While she ate she would put her paws on my hand and knead it, as she would have her mother's belly. How did she get out by the highway? It was next to a field. Maybe her mother had been a feral cat, not in good health, who had her and lived long enough to give her some sort of start, but then died in a quest for food or shelter for them. Did she have litter mates? When her mother didn't return did she start crawling on her own, with a remarkable will to survive? We'll never know any of this. There was a horrendous thunderstorm soon after she arrived at my house, which included hail. If David had not seen her it is doubtful she would have survived that.
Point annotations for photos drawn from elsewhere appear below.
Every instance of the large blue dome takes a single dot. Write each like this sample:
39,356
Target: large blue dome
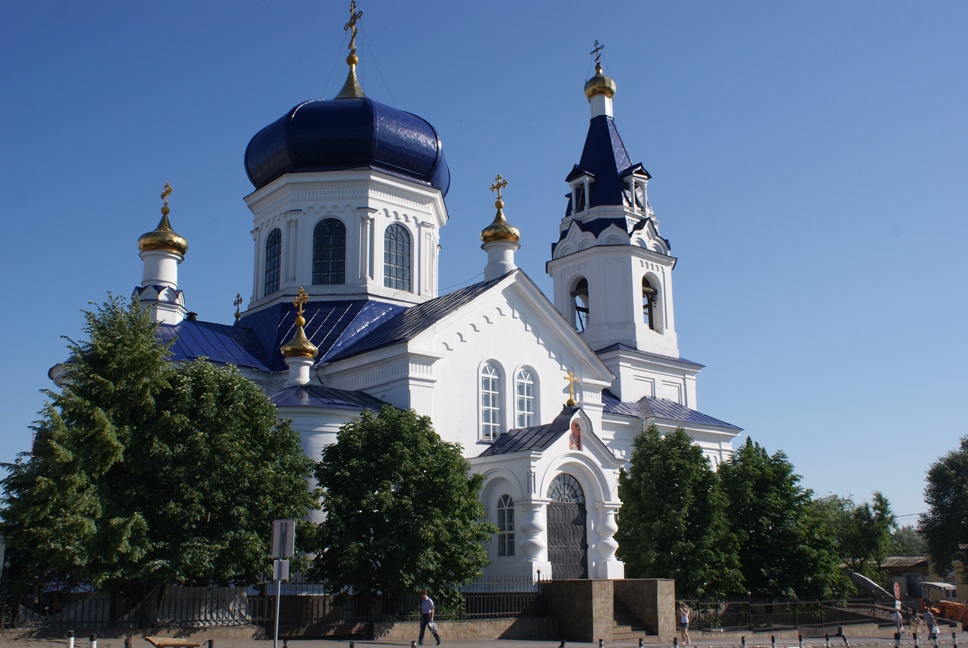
355,133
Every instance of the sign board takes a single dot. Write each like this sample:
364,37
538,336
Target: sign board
283,538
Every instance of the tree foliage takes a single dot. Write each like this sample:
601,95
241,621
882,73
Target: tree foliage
945,524
146,471
672,523
862,532
402,513
785,550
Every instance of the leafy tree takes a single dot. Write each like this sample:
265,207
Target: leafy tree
945,524
785,549
862,532
672,523
907,541
402,513
145,471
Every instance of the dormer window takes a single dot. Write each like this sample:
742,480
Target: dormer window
649,297
580,297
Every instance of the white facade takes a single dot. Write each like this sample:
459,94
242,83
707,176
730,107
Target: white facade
495,365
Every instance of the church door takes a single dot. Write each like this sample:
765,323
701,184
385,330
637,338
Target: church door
567,541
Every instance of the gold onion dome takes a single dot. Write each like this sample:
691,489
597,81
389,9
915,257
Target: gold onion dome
163,237
299,346
599,84
500,229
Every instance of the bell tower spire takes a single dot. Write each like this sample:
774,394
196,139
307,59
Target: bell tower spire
612,270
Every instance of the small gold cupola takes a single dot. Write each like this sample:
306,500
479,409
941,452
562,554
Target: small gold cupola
299,346
500,239
500,229
163,237
351,89
599,89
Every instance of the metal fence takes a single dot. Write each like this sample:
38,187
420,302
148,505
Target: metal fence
748,614
303,607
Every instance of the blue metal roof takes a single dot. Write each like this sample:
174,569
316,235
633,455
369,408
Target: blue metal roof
358,133
325,397
663,408
218,342
405,325
537,438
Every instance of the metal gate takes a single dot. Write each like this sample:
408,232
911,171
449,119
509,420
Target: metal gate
567,537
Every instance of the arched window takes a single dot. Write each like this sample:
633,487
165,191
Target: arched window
505,526
524,398
649,296
273,260
580,295
565,488
329,252
396,257
490,402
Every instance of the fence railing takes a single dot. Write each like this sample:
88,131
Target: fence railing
748,614
301,605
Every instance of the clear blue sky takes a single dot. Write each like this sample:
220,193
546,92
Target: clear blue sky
809,164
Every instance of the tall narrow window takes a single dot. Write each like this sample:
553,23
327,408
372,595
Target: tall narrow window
273,260
524,398
505,526
580,295
329,252
396,257
490,402
649,295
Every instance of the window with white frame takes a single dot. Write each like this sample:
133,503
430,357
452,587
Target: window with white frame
505,526
490,402
524,403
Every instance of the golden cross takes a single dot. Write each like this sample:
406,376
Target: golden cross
300,299
351,25
499,183
570,377
597,52
166,193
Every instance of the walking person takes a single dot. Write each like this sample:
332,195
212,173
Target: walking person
684,622
427,618
898,622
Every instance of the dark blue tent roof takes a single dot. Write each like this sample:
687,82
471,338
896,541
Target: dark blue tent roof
537,438
651,408
325,397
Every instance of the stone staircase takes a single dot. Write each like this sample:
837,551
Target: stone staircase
627,626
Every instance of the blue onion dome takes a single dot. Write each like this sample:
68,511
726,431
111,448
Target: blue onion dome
348,133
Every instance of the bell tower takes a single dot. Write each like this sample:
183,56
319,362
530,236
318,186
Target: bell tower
611,269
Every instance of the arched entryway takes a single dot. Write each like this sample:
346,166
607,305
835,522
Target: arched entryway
567,538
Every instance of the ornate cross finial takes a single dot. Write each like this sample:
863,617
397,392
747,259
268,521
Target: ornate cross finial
570,377
300,299
499,183
166,193
351,25
597,52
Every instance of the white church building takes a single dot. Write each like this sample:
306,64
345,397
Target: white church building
544,394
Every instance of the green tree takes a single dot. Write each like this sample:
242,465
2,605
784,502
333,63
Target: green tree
402,512
907,541
672,523
944,525
145,471
785,549
862,532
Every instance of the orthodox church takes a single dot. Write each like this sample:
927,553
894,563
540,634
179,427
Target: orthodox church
545,394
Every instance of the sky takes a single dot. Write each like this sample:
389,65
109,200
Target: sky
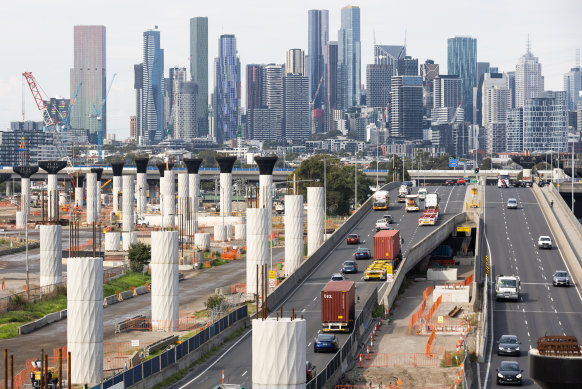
38,37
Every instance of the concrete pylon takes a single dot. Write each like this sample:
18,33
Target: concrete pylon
117,168
193,166
141,185
315,218
52,168
167,194
226,164
25,172
99,172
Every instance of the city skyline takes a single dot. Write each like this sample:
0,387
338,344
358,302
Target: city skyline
553,42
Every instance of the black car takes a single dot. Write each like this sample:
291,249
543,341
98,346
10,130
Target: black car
326,343
362,253
509,373
508,345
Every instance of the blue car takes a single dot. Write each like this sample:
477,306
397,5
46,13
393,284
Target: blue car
326,343
362,253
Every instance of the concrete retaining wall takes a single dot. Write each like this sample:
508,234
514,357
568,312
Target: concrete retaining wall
290,283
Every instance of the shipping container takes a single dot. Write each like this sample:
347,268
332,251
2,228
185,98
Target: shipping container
387,244
338,306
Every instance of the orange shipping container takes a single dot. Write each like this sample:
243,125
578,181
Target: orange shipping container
387,244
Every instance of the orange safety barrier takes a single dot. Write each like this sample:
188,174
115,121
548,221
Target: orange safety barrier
407,360
418,314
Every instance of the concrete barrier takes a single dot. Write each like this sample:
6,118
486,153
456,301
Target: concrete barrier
277,296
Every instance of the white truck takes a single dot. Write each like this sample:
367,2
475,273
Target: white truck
431,210
507,287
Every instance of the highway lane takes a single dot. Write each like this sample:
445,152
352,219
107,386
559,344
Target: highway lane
542,309
236,360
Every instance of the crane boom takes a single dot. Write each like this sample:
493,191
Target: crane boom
32,84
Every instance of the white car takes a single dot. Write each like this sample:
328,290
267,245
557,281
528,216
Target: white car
544,242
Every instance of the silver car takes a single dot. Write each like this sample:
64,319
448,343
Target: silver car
561,278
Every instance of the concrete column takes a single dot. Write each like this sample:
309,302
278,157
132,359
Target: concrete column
279,354
226,164
293,233
257,244
85,319
315,216
164,265
51,254
91,197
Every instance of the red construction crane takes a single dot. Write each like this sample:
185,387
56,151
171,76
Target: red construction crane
33,85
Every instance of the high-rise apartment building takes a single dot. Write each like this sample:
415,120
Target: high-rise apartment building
529,82
545,123
349,54
227,90
185,114
389,55
406,101
514,135
462,61
573,86
447,91
199,69
295,62
296,107
89,70
378,81
152,105
331,85
408,66
318,37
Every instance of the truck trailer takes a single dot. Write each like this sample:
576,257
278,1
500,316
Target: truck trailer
338,306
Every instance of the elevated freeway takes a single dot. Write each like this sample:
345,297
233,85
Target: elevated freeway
511,239
236,360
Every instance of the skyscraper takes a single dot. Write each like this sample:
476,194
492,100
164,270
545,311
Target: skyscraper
529,82
406,114
199,68
573,86
89,69
378,81
296,107
462,61
227,90
152,105
349,54
318,36
295,63
545,123
447,91
331,85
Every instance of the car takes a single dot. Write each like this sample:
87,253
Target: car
509,372
353,239
544,242
508,345
326,343
310,372
561,278
350,267
512,203
363,253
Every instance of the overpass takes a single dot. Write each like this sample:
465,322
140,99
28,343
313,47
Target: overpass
236,361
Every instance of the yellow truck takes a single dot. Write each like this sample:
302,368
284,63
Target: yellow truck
379,270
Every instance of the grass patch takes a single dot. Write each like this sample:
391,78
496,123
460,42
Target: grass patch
22,312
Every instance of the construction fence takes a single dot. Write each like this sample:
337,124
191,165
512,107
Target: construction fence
145,369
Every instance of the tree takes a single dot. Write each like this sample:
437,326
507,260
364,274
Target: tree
139,255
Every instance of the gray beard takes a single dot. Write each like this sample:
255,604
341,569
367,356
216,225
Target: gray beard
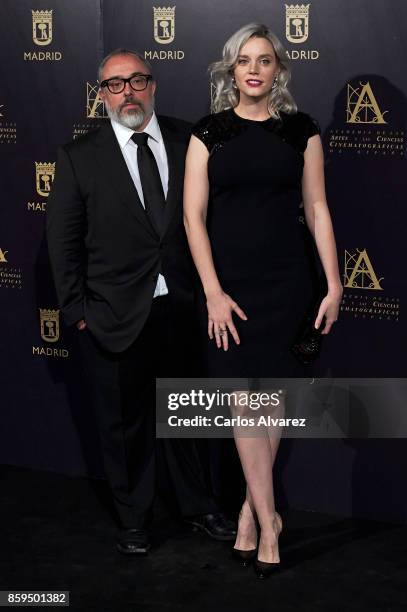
132,119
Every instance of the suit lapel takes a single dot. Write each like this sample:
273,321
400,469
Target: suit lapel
115,169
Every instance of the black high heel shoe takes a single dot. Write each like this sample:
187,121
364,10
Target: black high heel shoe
264,570
244,557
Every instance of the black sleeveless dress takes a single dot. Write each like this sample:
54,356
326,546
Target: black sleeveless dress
262,250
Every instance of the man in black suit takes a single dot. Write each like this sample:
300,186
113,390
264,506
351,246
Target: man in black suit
123,276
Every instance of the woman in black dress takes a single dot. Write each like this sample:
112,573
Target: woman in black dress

What we do know is that she did survive. She went from canned cat milk many times a day to the food the other cats eat, to sometimes, unfortunately, catching things outside, for she is a fearsome hunter. It must be her mother in her. She has a prickly personality and sometimes will bite or grab with her claws, if not in the mood to be rubbed, but she hardly ever draws blood, it's more like a warning. But when she is loving there is no cat more loving, and she always comes when I call, no matter how far away she is, and she talks to me as she's coming to let me know she hears.
When she was about two months old my son accidentally stepped on her foot, and he's a big boy. It was obviously mashed and he took her to a vet, again, not our own, but the all night kind, who took xrays and said nothing was broken and sold him anti inflammatory medication. But they must have been wrong, because that foot is still larger than the others, as if disjointed and grown back together wrong, but it doesn't slow her down.
There is another cat who lives here called Little Brother. She used to follow him everywhere, although she has now outgrown that childish crush. But once she followed him across the street and was hit by a car. It was a glancing blow, but enough to break some ribs and to dislocate her right hip, and to necessitate another trip to the vet's, this time our own. She healed from that, too, but that leg sits a little crookedly and when she runs it kind of slings off to the side.
Any of these things could have killed her, but none did, and I suppose she has six lives left, and I am so grateful, because she is a joyful creature and brings such humor and grace and beauty to my life. She never grew as big as the other cats. She is small, but very muscular, I call her the "chick with the muscles" from a movie that I like. But because of what my son said when he carried her in, all those years ago, her name is Little Thing, but I call her Thinger and Humthinger and Pretty Thing, too. If you want to see the Thinger just look at the top of this page.
I remain MsAnthrope and ask that you remember that kindness to an animal will bring its own reward.
Alexa1000

A lovely telling of Little Thing's mishaps. Bless her sweet heart! She is so adorable!